The plateauing of CPU performance since Sandy Bridge is exactly why I specifically sought out and purchased an i5-2500k last year. I paid a fraction of what a "new" Haswell chip would have cost. PC performance is pretty imperceptible between the two for my purposes.

Intel's greatest competitor is their old products

people who feel no need to upgrade don't go out and spend money on a new systems
 
The plateauing of CPU performance since Sandy Bridge is exactly why I specifically sought out and purchased an i5-2500k last year. I paid a fraction of what a "new" Haswell chip would have cost. PC performance is pretty imperceptible between the two for my purposes.
Considering you can pickup 2500Ks for ~$50 and 2600Ks for ~$100 (bought two last week for $90/ea on CL),
the value proposition is hard to beat, unless you really need M2, PCI-E 3.0, more USB3/SATA3.
 
The plateauing of CPU performance since Sandy Bridge is exactly why I specifically sought out and purchased an i5-2500k last year. I paid a fraction of what a "new" Haswell chip would have cost. PC performance is pretty imperceptible between the two for my purposes.

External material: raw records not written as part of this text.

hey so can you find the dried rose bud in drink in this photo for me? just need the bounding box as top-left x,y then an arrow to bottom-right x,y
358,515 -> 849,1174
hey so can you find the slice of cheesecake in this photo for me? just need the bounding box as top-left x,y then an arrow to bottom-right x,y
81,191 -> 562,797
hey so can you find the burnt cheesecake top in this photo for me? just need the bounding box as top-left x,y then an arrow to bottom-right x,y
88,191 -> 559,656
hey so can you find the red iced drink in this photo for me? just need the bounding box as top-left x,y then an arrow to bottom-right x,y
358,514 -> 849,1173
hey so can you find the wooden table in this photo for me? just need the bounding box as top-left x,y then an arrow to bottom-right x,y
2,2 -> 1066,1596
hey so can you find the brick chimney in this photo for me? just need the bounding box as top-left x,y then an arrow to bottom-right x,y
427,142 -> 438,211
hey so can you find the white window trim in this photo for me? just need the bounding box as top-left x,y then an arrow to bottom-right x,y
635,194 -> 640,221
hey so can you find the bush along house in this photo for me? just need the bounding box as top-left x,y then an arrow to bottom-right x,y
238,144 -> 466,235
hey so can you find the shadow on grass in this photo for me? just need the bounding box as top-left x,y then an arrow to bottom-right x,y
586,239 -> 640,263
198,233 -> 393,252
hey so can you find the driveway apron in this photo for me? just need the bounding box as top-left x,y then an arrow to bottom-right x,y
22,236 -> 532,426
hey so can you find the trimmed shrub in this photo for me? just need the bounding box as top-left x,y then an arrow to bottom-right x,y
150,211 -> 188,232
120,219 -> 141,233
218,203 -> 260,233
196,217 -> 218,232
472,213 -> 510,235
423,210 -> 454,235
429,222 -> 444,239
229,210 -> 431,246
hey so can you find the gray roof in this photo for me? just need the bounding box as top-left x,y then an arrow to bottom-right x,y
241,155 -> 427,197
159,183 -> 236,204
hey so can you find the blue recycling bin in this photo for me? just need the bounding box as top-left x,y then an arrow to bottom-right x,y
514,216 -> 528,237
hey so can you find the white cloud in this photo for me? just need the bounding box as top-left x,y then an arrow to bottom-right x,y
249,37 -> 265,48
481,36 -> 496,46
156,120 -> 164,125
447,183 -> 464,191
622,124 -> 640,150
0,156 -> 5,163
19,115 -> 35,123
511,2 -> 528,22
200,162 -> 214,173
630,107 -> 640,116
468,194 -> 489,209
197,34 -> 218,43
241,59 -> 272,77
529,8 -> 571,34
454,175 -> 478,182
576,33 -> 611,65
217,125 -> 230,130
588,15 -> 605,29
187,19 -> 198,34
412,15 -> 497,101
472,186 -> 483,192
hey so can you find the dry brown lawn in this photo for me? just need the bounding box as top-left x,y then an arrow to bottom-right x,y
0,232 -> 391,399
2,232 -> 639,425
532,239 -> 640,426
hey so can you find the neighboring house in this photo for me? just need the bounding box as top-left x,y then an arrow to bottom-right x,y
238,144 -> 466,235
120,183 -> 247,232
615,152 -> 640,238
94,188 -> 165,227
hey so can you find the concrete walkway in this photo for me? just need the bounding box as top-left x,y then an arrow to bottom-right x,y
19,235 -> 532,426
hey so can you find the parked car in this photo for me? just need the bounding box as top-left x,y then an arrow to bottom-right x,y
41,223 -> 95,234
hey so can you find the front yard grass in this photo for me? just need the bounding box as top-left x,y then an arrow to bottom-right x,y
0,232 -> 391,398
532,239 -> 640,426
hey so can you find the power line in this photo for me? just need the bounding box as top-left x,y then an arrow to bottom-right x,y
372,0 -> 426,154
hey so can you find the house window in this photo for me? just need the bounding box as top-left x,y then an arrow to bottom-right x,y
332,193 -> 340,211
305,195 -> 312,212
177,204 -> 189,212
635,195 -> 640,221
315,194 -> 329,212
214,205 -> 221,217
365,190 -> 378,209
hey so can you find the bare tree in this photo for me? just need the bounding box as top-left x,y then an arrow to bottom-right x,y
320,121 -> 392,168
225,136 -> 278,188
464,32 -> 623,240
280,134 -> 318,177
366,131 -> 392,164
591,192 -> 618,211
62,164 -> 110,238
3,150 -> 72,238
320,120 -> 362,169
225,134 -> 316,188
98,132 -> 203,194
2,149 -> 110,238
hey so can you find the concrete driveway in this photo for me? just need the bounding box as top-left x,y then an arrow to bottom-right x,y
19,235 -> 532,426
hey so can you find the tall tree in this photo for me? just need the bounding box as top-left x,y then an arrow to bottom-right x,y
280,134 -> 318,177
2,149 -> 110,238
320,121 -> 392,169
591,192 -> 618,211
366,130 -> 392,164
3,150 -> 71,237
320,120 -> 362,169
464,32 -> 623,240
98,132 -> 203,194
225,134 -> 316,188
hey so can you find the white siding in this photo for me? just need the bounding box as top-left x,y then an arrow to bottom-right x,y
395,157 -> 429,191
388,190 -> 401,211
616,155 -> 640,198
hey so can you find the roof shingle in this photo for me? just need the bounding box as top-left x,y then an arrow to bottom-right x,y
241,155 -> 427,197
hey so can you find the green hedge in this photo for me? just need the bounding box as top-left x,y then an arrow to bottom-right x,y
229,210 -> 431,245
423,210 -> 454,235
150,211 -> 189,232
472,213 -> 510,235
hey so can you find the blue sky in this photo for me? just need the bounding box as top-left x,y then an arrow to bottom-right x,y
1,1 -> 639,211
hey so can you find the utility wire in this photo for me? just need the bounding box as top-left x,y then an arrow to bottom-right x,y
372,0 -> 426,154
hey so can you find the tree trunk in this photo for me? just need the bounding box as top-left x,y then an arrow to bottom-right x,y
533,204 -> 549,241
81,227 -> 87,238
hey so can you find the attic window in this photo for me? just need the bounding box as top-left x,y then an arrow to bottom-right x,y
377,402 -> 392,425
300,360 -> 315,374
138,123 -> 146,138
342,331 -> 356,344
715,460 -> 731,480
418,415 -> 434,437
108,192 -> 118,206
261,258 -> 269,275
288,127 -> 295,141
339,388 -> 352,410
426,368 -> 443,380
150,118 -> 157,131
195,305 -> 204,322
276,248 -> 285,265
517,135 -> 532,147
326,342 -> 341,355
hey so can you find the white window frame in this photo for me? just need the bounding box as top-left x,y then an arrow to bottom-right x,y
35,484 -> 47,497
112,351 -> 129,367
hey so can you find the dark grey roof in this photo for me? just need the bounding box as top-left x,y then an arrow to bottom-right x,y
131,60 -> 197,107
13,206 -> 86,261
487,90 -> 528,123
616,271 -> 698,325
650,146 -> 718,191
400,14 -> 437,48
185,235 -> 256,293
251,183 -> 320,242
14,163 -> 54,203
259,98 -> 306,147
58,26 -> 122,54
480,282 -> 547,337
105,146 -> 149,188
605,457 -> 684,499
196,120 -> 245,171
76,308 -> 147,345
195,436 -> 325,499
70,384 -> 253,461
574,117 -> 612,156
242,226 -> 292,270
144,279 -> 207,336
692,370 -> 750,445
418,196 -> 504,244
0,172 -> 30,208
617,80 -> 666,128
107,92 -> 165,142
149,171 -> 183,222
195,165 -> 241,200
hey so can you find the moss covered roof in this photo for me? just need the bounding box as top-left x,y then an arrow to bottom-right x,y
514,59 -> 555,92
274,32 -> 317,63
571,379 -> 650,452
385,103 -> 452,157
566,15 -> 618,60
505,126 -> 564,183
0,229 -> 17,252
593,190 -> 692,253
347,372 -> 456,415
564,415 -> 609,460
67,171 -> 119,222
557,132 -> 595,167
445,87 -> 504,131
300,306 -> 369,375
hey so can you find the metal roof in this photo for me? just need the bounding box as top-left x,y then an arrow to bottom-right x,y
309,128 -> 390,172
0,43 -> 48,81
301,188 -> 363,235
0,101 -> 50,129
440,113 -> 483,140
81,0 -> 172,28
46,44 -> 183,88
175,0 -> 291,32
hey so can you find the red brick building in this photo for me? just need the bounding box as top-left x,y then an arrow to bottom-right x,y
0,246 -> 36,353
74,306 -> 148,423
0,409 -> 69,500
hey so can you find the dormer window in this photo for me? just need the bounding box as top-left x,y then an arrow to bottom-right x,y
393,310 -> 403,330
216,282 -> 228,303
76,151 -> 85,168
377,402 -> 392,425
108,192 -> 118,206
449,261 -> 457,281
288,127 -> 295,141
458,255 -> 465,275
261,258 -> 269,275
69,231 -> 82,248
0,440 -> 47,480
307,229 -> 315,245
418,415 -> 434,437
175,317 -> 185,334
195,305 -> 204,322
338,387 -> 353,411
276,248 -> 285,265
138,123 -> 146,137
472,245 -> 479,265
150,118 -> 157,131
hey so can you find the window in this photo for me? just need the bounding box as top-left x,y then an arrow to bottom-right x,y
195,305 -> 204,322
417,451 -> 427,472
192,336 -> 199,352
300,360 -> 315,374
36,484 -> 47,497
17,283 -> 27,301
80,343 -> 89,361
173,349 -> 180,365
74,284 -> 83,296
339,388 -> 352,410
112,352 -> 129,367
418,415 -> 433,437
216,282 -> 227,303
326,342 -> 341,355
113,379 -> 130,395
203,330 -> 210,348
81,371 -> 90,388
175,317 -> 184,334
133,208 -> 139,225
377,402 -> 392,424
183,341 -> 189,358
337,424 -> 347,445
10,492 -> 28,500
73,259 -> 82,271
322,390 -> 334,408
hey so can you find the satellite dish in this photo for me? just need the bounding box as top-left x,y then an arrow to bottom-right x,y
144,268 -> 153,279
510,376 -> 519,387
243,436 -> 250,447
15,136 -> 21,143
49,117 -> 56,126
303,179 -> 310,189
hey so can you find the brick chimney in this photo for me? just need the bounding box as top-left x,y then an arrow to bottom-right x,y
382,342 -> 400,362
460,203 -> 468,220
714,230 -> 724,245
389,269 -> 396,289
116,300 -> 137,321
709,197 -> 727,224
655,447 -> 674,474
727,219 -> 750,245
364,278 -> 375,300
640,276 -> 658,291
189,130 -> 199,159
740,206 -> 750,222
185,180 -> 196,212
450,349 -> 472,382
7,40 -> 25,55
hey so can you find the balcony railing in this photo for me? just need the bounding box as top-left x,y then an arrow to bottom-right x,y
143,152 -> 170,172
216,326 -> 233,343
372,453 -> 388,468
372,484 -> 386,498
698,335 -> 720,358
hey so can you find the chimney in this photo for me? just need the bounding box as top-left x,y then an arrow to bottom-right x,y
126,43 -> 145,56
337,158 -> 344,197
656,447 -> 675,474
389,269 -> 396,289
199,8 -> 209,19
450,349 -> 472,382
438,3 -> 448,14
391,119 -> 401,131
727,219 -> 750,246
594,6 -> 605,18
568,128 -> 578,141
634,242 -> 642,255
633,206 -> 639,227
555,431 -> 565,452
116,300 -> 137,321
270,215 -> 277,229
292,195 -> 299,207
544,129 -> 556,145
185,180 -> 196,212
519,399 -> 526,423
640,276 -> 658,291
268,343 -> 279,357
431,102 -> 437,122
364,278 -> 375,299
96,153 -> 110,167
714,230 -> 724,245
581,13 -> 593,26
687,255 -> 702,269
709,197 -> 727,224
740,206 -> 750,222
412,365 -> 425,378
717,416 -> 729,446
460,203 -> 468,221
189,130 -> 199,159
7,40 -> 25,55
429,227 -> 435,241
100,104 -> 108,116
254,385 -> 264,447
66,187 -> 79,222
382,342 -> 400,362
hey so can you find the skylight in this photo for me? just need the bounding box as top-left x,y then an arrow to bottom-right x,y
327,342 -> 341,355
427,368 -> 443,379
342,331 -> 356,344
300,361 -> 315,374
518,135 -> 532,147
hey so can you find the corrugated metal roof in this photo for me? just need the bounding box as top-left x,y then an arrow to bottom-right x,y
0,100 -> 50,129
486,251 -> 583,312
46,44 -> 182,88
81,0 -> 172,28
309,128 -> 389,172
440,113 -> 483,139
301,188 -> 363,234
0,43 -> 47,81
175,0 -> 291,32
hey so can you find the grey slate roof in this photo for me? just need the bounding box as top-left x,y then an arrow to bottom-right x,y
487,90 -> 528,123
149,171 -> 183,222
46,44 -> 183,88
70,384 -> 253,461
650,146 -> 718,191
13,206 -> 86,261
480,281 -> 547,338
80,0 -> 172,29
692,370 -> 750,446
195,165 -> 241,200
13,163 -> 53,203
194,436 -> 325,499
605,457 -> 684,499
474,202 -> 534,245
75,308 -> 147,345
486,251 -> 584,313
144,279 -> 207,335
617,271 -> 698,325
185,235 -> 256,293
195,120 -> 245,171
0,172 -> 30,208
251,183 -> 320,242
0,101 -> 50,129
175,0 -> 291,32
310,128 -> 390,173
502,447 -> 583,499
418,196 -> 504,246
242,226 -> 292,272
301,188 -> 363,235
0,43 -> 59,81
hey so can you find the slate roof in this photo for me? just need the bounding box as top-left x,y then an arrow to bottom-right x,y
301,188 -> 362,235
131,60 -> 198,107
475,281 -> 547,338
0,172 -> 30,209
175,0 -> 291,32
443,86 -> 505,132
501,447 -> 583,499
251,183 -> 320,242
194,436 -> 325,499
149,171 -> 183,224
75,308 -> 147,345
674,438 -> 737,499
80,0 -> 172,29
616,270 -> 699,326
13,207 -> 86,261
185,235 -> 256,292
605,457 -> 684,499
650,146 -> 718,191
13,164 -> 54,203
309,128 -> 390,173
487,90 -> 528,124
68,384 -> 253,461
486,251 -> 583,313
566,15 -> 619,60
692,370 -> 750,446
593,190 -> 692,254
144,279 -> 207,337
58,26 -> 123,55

INHO without (much) completion from AMD and others ... why would Intel want to try? Competition drive innovation. Competition in the PC CPU market has been lacking for many years ... and so has innovation.

Yeah, I still think the i5-4690k Devil's Canyon is the best value/performance gaming CPU out there. The overclocking ability of that chip is amazing.
 
I didn't have the heart to put it in the CPU sub-forum.

The very first sentence:

Ouch.

Read the rest here: http://arstechnica.com/gadgets/2017/01/intel-core-i7-7700k-kaby-lake-review/
still 'tock tic tic' strategy?

I'm guessing Kaby Lake is a tic?

if so, then yeah, tics suck and not worth the bleeding edge $.

sandy bridge (tock) was great.
ivy bridge (tic) not so much.

in fact, I would dare say 80% of home users don't need anything more powerful than Sandy bridge.
kaby is like 6 generations above Sandy? 😱
 
Improvement is improved, but sucks for those who are pc speed-dependent looking for their world to be rocked. This kills enthusiasm and is yet another hit to the pc industry.
 
Still sitting on an unlidded i5 3570K. Waiting for Ryzen to drop to see if I should go with an i5 7600K or a Ryzen chip, mainly to see what they will offer for a 4C/8T or 6C/12T configuration.
 
Still sitting on an unlidded i5 3570K. Waiting for Ryzen to drop to see if I should go with an i5 7600K or a Ryzen chip, mainly to see what they will offer for a 4C/8T or 6C/12T configuration.

If Ryzen is anything close to its hype, Intel will drop their prices a bunch in order to be competitive.